Profesionalisme birokrasi
Secara terpisah, Guru Besar dan Dekan Fakultas Ilmu Administrasi Universitas Indonesia Eko Prasojo mengingatkan model pengangkatan honorer seperti diusulkan DPR akan mengembalikan sistem perekrutan PNS menjadi tidak berbasis pada kompetensi. Ini dinilainya berseberangan dengan semangat Presiden Joko Widodo untuk membangun profesionalisme dalam birokrasi.
”Jadi, ini langkah mundur, kontradiktif dengan semangat Presiden,” kata Wakil Menpan RB tahun 2011-2014 ini.
Ia pun mengkritik usul DPR membubarkan KASN. Eko menilai, keberadaan KASN masih penting sebagai penjaga sistem merit di birokrasi.
Jika dibubarkan, intervensi politik kian tinggi di birokrasi. Ekses dari itu, transaksi jabatan di birokrasi bisa semakin marak.
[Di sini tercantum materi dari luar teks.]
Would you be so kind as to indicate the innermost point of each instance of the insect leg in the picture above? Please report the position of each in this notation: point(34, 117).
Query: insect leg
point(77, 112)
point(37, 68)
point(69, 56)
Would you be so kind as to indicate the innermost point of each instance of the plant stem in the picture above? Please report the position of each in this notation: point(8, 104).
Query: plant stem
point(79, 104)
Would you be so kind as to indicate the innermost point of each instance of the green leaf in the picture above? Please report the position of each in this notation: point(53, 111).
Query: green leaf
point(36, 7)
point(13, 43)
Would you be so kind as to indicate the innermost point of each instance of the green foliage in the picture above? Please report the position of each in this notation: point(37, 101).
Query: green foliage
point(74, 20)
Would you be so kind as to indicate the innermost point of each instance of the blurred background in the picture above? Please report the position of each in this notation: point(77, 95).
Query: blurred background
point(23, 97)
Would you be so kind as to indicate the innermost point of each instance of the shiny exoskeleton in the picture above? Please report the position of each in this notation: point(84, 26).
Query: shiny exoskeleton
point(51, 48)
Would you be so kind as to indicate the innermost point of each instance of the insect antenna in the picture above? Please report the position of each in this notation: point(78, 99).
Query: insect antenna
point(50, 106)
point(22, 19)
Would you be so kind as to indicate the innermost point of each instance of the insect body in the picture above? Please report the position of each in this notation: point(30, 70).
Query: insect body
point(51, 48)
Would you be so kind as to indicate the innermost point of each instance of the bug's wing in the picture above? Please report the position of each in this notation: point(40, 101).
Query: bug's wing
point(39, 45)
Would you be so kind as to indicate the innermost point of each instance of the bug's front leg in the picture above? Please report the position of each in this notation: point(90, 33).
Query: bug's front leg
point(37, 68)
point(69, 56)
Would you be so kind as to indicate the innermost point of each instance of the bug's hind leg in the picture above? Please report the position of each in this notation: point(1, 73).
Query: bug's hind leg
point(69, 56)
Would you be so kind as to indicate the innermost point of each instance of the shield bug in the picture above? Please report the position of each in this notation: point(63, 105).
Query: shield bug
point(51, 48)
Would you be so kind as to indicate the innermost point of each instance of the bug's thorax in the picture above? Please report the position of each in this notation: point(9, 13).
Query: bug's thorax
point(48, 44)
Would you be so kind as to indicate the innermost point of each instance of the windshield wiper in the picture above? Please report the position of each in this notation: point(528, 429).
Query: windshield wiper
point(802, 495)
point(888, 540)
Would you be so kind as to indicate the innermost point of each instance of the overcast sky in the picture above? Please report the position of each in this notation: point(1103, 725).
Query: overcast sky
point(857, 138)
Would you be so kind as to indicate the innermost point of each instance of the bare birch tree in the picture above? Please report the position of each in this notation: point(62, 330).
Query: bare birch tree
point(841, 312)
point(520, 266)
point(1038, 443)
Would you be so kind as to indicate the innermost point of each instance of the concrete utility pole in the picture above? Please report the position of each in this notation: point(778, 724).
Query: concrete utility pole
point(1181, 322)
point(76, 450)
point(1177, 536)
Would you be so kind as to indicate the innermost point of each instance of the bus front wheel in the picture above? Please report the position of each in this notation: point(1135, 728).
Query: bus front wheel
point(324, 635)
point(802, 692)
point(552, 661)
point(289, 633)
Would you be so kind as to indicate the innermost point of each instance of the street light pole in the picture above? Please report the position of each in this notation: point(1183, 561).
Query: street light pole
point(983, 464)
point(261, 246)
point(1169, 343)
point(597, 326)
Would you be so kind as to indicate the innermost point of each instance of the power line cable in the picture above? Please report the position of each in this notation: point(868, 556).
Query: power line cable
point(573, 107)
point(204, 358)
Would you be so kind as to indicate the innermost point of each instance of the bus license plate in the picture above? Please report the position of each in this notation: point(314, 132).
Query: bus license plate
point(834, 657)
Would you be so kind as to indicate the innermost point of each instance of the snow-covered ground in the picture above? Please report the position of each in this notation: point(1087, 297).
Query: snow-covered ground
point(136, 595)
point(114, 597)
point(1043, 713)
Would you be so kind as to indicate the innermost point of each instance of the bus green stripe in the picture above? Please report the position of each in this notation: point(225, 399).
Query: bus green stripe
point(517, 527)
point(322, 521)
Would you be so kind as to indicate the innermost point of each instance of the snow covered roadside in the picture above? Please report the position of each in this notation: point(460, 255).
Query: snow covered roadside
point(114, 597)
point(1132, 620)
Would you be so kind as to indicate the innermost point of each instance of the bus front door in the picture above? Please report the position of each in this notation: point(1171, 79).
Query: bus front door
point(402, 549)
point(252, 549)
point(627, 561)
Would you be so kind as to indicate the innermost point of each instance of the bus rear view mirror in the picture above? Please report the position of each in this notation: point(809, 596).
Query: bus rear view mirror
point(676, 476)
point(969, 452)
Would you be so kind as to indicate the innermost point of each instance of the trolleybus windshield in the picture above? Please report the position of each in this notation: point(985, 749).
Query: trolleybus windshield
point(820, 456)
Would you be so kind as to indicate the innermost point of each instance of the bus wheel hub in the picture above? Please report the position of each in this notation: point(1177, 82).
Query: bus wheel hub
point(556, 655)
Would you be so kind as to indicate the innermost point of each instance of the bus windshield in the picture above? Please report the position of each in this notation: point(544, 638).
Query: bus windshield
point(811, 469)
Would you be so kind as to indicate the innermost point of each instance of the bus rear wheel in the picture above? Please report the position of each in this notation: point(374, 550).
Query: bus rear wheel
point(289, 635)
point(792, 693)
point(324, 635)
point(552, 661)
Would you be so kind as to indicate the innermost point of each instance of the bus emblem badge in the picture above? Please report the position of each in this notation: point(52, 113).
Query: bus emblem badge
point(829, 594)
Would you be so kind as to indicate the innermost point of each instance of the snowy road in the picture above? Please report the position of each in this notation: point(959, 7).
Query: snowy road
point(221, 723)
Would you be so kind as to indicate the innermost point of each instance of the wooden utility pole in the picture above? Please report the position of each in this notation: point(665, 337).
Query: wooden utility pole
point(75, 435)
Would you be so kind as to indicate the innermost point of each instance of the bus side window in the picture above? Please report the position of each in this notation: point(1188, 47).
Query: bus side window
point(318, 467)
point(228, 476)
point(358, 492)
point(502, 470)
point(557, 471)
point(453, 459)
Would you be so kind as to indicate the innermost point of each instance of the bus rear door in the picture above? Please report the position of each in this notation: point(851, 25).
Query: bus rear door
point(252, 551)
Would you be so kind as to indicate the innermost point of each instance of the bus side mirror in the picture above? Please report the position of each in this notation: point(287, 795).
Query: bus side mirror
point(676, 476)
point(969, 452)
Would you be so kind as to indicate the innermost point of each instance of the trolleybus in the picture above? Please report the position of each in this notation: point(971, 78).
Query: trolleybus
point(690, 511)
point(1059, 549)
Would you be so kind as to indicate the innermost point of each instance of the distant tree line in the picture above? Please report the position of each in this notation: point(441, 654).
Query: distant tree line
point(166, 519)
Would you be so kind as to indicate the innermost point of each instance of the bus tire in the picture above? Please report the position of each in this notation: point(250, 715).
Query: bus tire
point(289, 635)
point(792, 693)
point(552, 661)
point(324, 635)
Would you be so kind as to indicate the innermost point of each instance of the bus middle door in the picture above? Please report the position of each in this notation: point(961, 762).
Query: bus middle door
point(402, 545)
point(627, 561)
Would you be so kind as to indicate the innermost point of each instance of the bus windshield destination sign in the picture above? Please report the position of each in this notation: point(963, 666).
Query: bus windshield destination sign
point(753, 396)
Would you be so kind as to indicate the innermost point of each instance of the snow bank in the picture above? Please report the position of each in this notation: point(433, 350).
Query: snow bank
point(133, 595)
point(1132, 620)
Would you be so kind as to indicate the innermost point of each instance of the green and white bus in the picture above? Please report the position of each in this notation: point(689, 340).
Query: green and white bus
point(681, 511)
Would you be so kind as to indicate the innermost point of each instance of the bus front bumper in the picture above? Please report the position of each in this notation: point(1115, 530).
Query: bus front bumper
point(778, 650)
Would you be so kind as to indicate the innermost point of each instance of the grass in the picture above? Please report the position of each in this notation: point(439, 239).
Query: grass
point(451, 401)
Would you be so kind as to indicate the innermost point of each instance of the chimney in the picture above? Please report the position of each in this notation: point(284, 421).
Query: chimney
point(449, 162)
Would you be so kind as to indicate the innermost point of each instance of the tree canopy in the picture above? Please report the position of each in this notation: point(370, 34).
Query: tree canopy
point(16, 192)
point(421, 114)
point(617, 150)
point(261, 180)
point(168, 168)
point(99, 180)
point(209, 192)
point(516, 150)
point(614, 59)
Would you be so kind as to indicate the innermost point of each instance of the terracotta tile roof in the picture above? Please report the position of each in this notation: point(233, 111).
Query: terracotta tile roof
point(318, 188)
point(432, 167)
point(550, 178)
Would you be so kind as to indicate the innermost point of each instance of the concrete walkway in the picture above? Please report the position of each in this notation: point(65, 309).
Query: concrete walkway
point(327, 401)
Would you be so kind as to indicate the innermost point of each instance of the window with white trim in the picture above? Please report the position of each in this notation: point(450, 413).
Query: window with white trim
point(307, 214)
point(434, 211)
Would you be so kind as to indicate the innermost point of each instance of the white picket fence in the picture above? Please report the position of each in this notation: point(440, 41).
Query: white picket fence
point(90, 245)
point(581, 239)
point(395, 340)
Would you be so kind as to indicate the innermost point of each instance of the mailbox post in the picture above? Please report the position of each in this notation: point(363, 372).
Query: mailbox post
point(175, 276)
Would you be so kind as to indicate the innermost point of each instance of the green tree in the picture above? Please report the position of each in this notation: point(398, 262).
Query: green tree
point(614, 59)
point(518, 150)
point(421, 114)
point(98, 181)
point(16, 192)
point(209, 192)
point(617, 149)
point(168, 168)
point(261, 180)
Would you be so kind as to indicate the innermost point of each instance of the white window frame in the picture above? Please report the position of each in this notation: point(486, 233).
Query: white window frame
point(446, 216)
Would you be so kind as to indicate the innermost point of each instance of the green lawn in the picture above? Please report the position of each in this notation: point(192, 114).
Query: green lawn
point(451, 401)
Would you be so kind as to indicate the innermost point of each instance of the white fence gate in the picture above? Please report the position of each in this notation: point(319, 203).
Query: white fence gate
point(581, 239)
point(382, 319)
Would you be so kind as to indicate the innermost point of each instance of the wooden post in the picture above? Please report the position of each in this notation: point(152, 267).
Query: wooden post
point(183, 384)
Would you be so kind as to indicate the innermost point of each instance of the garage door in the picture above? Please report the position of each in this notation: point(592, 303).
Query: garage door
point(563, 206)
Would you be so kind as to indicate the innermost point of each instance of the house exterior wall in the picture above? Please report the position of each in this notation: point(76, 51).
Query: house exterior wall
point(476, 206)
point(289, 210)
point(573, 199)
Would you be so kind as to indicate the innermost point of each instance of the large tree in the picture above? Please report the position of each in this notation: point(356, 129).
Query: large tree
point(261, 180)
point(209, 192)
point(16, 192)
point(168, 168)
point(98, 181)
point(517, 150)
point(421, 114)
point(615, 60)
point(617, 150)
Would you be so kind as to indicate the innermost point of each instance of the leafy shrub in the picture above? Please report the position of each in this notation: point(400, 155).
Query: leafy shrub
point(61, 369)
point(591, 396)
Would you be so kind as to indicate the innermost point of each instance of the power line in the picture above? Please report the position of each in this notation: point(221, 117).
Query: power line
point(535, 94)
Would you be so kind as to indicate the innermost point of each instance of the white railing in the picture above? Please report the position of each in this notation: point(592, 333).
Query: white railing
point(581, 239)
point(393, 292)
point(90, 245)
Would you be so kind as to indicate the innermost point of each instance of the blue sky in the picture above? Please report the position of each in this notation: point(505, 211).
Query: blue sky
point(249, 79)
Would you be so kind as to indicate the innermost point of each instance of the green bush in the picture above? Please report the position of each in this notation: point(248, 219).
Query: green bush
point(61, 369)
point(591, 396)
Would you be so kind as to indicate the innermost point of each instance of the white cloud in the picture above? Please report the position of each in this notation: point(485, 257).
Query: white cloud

Ekses lainnya bisa menghambat target pemerintah untuk memudahkan investasi.
Eko pun berharap pemerintah tak terpengaruh dengan kedua usul DPR melalui RUU ASN. ”Pemerintah tidak boleh kalah dengan kepentingan-kepentingan parsial di dalam pembangunan bangsa dan negara dan membentuk sistem merit yang berskala dunia,” ujarnya.
RUU Perlindungan Data
Sementara itu, dari pembahasan RUU Perlindungan Data Pribadi (PDP), pemerintah dan Panitia Kerja (Panja) RUU PDP DPR belum mencapai titik temu mengenai status kelembagaan pengawas pengelolaan data pribadi.
Dalam rapat, Kamis, pemerintah masih menginginkan lembaga itu di bawah Kementerian Komunikasi dan Informatika (Kemenkominfo). Adapun panja menginginkan otoritas tersebut independen.
Direktur Jenderal Aplikasi Informatika Kemenkominfo Semuel Abrijani Pangerapan mengatakan, sekalipun pengawasan diberikan kepada pemerintah, bukan berarti pengawasan tak dapat dilakukan oleh DPR ataupun lembaga lainnya.
Namun, panja tetap menekankan pentingnya lembaga independen guna mencegah potensi konflik kepentingan jika kelak penyimpangan dilakukan instansi pemerintah.
”Penjelasan pemerintah itu belum menjawab pertanyaan publik mengenai bagaimana upaya menjaga independensi otoritas pengawas itu, dan potensi terjadinya konflik kepentingan, jika lembaga itu di bawah kementerian,” ujar anggota Komisi I DPR dari Fraksi Gerindra, Rachel Maryam.